Posted on 11/01/2013 9:30:13 PM PDT by Texas Fossil
The sun has erupted more than two dozen times over the last week, sending radiation and solar material hurtling through space - and scientists say more eruptions may be coming.
This shouldn't be unusual. After all, we are technically at solar maximum, the peak of the 11-year cycle of the sun's activity. But this has been a noticeably mellow solar maximum, with the sun staying fairly quiet throughout the summer. So when our life-giving star suddenly let loose with 24 medium strength M-class solar flares and four significantly stronger X-class flares between Oct. 23 and Oct. 30, it felt like a surprise.
(Excerpt) Read more at latimes.com ...
Now, may be we will have a maximum. We are just coming out of a very long and deep sunspot minimum.
And, Yes, it affects weather. But IT is not man made.
Should make for good DXing.
The sun is apparently experiencing an ammo shortage too.
What? You are saying that nothing we do on Earth effects the cyclic pattern of the sun? hmmm who would of thunk? /sarc
We should blow the sun up before the darn thing kills us all.
(*snort*)
bring it...
We should blow the sun up before the darn thing kills us all.
STOP IT! Al Gore hates it when people release his plans before he does.
How can you say that - just observing it sends negatively charged photon receptors streaming at the Sun and their impact and mini-explosions at varying depths causes eddies which have significant impact on it. Hence the admonition against staring at it.
Either that or require that everyone owns a Chevy Volt.
Current sunspot number is 95 and on the low side for solar max. Good graphic you put up. Linky?
FYI, at least if you are in Firefox (but similar probably in other browsers), right-click on the image and "Save Image Location" gives you the link to do anything you want from the paste buffer.
There are two standards for the daily sunspot number, and 95 is the one that results in higher numbers (Boulder number).
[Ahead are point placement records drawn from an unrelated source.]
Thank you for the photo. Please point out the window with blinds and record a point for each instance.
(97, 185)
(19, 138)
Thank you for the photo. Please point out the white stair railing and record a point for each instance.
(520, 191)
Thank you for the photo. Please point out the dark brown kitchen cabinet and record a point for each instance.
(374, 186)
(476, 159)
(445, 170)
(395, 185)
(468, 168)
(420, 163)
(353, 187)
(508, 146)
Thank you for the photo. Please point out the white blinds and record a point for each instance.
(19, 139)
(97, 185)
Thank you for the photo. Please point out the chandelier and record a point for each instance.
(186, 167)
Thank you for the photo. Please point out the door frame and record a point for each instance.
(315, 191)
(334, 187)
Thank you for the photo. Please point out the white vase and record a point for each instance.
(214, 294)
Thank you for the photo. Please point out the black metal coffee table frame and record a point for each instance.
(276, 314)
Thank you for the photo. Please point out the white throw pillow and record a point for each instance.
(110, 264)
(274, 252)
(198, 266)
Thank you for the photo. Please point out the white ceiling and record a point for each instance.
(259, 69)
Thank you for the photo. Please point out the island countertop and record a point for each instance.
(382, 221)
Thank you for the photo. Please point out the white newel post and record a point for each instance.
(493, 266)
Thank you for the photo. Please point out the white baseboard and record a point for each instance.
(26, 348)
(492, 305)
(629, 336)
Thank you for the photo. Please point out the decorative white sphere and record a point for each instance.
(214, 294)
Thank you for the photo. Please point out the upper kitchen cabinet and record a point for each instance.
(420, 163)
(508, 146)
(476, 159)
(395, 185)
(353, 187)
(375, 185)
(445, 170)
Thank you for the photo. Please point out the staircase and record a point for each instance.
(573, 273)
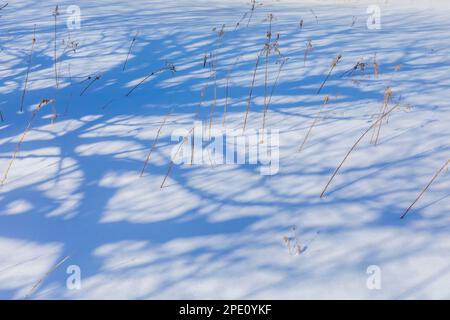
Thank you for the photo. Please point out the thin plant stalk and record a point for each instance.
(168, 67)
(89, 84)
(227, 90)
(387, 98)
(129, 51)
(169, 168)
(373, 125)
(214, 73)
(41, 280)
(55, 14)
(335, 62)
(43, 103)
(266, 108)
(249, 99)
(22, 99)
(154, 143)
(313, 124)
(426, 188)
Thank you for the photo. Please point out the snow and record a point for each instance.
(214, 230)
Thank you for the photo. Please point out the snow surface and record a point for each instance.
(217, 231)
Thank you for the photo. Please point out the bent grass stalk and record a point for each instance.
(55, 14)
(225, 107)
(129, 51)
(249, 99)
(43, 103)
(316, 119)
(89, 84)
(169, 67)
(446, 164)
(41, 280)
(28, 70)
(373, 125)
(154, 143)
(387, 98)
(169, 168)
(333, 65)
(266, 108)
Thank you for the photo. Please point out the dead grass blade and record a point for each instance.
(41, 280)
(316, 119)
(129, 51)
(154, 143)
(373, 125)
(426, 188)
(333, 65)
(168, 67)
(43, 103)
(22, 99)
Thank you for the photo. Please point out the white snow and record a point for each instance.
(216, 231)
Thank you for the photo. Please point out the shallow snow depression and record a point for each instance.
(102, 196)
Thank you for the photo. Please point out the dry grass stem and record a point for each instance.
(373, 125)
(22, 99)
(154, 143)
(43, 103)
(129, 51)
(445, 166)
(333, 65)
(316, 119)
(168, 67)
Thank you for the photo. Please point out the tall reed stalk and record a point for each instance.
(373, 125)
(445, 166)
(43, 103)
(22, 99)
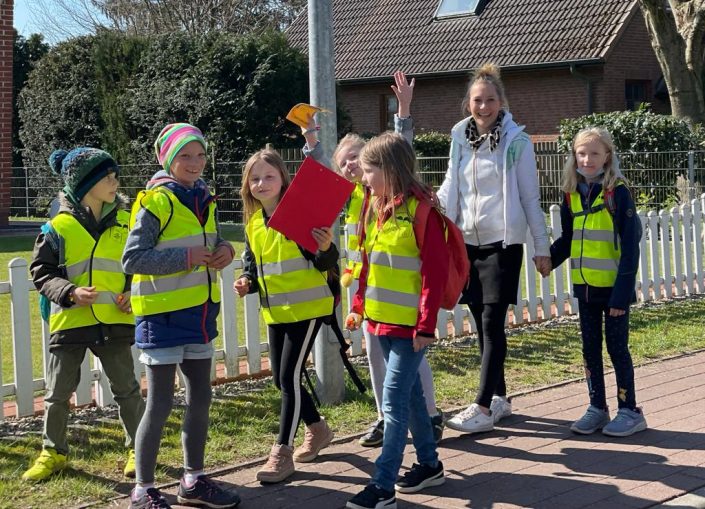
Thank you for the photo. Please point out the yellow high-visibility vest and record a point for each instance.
(352, 218)
(594, 258)
(91, 263)
(291, 289)
(394, 278)
(163, 293)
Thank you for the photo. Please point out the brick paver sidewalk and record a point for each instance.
(532, 459)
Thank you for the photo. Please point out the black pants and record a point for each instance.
(289, 346)
(617, 339)
(493, 349)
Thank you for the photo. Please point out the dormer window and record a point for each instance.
(456, 8)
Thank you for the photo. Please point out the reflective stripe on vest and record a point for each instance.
(593, 257)
(394, 277)
(164, 293)
(91, 263)
(352, 218)
(291, 289)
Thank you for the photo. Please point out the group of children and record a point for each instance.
(150, 277)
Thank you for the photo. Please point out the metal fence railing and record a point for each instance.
(658, 180)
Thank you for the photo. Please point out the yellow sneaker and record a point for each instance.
(48, 462)
(129, 470)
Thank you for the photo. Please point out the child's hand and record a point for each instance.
(421, 341)
(405, 92)
(310, 132)
(123, 302)
(200, 255)
(242, 286)
(84, 295)
(543, 265)
(353, 321)
(324, 237)
(221, 257)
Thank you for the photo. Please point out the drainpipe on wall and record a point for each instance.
(588, 83)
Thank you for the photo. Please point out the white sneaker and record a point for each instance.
(500, 407)
(471, 420)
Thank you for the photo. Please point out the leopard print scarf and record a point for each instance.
(475, 139)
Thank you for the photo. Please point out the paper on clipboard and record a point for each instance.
(313, 200)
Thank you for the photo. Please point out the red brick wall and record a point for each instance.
(6, 45)
(538, 99)
(631, 59)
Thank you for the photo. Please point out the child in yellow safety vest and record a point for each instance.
(600, 234)
(295, 299)
(400, 291)
(345, 162)
(76, 268)
(174, 251)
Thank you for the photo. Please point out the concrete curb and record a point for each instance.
(692, 500)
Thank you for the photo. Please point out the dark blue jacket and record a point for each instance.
(194, 324)
(628, 227)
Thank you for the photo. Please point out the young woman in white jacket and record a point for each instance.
(491, 192)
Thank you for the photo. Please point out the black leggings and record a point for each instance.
(617, 340)
(493, 349)
(289, 346)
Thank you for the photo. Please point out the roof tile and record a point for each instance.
(374, 38)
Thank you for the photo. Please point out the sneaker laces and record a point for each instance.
(375, 426)
(412, 474)
(156, 500)
(211, 488)
(46, 459)
(469, 412)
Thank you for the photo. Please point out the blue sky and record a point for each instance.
(22, 23)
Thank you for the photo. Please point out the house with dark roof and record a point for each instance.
(559, 58)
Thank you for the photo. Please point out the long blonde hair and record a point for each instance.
(612, 171)
(392, 154)
(250, 204)
(349, 140)
(489, 73)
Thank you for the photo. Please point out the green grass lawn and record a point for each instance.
(244, 425)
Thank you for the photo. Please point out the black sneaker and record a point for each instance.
(205, 492)
(373, 497)
(374, 435)
(150, 500)
(420, 477)
(438, 425)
This chart is based on the International (Wolf), lower-value resulting standard. It’s about a 25% difference.
An Obot must have told you that. hee hee hee
I am convinced by long term observation that the length of the cycle itself is not predictable. You hear numbers kicked around from 11-17 years. There are just too many variables to make it predictable.
Now, it is clear it affects out weather. And it affects radio propagation too.